The coexistence of bradycardia and a tachyarrhythmia may preclude effective pharmacologic treatment of 1 arrhythmia without paradoxic aggravation of the other. This study evaluated the potential relation between the 2 types of arrhythmias and the effect of conventional modes and rates of pacing for bradycardia on the frequency of the associated tachyarrhythmias. Twenty-one young patients, aged 2 to 19 (mean 11) years with congenital heart disease and a tachyarrhythmia occurring in the setting of chronic bradycardia were studied. The effects of pacing were evaluated by comparison of the number of episodes of clinical tachycardia during the 12-month intervals before and after pacemaker implantation. During these intervals, antiarrhythmic drug therapy was not altered. Patients were analyzed as independent groups, based on the type of tachyarrhythmia: supraventricular (n = 5), atrial flutter (n = 9) and ventricular (n = 7). The modes of chronic pacing were AAI (n = 4), DDD (n = 6) and VVI (n = 11).

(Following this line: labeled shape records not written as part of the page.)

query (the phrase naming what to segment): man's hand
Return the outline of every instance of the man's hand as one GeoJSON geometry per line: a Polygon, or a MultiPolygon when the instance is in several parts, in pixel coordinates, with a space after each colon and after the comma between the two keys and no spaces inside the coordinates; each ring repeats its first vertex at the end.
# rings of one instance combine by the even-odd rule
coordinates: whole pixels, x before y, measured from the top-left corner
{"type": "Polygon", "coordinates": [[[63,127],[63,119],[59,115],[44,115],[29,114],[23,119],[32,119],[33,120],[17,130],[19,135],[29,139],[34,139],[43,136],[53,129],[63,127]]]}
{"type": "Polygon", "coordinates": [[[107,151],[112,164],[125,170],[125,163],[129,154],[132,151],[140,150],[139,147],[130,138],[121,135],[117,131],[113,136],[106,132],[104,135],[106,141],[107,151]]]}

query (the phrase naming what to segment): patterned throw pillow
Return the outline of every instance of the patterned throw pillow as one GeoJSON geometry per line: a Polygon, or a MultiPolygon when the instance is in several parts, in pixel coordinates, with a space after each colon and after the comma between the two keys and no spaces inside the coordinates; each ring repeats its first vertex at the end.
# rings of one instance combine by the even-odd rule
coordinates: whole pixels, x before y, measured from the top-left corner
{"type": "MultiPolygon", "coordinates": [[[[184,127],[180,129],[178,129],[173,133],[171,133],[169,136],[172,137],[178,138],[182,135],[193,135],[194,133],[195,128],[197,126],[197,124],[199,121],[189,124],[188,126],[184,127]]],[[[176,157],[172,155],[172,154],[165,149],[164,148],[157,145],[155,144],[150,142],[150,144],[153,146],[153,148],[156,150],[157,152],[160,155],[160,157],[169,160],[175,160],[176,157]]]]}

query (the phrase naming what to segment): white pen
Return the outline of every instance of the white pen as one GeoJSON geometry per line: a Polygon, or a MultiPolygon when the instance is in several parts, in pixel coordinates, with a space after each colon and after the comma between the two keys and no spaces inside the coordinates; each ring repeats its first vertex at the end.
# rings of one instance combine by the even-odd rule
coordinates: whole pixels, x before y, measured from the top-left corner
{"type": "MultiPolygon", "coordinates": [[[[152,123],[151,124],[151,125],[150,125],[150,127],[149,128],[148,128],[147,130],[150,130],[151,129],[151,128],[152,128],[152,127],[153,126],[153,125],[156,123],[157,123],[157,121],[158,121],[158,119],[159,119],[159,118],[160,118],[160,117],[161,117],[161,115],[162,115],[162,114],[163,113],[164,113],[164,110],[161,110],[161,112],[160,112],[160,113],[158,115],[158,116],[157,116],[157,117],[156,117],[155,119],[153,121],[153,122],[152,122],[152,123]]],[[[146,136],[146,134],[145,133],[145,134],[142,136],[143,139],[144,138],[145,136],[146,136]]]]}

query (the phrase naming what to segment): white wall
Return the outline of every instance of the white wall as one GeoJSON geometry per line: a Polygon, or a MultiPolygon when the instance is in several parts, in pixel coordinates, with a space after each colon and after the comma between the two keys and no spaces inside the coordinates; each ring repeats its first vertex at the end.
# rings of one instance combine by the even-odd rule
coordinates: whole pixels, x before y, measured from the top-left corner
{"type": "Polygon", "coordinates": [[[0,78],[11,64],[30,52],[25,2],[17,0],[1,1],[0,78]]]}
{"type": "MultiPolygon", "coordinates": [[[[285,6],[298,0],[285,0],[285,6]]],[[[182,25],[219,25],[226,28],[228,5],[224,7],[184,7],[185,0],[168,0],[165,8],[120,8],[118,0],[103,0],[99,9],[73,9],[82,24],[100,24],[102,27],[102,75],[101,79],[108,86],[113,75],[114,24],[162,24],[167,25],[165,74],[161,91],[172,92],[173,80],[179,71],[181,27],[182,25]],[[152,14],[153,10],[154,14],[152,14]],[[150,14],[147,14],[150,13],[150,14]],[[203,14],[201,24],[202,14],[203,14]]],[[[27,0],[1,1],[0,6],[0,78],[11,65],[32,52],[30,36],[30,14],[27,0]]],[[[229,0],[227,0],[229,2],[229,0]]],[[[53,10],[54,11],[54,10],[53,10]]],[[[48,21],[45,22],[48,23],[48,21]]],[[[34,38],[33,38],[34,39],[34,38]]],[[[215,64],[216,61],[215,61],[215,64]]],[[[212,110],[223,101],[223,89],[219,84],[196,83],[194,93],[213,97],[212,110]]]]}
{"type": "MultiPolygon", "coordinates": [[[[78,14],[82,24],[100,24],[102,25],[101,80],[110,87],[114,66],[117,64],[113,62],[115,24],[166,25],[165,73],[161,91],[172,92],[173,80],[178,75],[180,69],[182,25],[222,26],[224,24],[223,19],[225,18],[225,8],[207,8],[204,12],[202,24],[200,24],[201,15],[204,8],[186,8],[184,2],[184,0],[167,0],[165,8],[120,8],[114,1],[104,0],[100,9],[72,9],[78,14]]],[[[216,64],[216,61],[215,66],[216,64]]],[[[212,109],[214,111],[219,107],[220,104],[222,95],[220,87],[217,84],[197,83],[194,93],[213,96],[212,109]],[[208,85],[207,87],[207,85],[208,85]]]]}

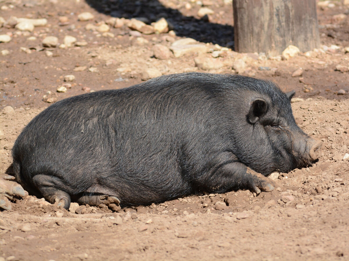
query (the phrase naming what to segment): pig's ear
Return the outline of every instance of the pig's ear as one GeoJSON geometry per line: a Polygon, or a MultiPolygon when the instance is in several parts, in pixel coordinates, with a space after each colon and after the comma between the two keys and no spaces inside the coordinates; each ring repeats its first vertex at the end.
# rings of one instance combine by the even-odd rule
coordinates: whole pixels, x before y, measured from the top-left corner
{"type": "Polygon", "coordinates": [[[267,102],[263,99],[255,99],[251,104],[248,112],[248,121],[252,124],[254,124],[259,118],[265,114],[268,111],[268,104],[267,102]]]}
{"type": "Polygon", "coordinates": [[[289,100],[291,101],[291,99],[292,98],[292,97],[293,97],[293,95],[295,95],[295,93],[296,93],[296,91],[294,90],[291,90],[291,92],[286,93],[286,95],[288,97],[289,100]]]}

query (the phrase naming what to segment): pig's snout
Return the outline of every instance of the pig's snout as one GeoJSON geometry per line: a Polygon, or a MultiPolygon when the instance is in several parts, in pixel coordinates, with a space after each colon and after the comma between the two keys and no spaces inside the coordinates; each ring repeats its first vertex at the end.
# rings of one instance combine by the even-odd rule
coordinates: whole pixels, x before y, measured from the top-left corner
{"type": "Polygon", "coordinates": [[[319,158],[321,155],[321,147],[322,142],[321,141],[311,140],[307,142],[307,147],[309,148],[309,155],[312,160],[319,158]]]}

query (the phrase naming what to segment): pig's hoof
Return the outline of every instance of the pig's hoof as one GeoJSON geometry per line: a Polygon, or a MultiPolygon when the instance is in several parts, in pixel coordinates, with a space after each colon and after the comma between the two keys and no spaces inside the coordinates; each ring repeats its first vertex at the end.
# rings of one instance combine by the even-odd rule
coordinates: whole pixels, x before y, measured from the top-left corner
{"type": "Polygon", "coordinates": [[[22,198],[28,196],[28,192],[17,182],[12,181],[12,176],[6,175],[0,178],[0,209],[11,209],[11,203],[9,199],[22,198]]]}
{"type": "Polygon", "coordinates": [[[5,210],[11,209],[11,203],[8,199],[3,194],[0,194],[0,209],[5,210]]]}
{"type": "Polygon", "coordinates": [[[270,179],[265,177],[261,174],[252,174],[252,190],[258,195],[261,191],[269,192],[274,188],[274,183],[270,179]]]}
{"type": "Polygon", "coordinates": [[[110,196],[108,197],[107,204],[120,204],[120,200],[119,199],[115,197],[115,196],[110,196]]]}
{"type": "Polygon", "coordinates": [[[55,199],[55,201],[57,206],[64,208],[66,209],[68,209],[70,206],[70,199],[66,197],[56,198],[55,199]]]}

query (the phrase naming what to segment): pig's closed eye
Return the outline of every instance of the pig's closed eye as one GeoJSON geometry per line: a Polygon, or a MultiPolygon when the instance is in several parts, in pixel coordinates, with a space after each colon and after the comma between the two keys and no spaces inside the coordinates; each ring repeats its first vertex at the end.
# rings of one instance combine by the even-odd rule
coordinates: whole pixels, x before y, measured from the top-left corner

The prevention of bradycardia by pacing was associated with a significant decrease in the frequency of supraventricular (p = 0.008) and ventricular (p = 0.02) tachyarrhythmias. However, the frequency of atrial flutter was not altered. Prevention of tachycardia was more frequently associated with the AAI and DDD modes of pacing compared to VVI (p = 0.08). Pacing represents an effective therapy for certain tachyarrhythmias associated with chronic bradycardia, although critical modes may be required.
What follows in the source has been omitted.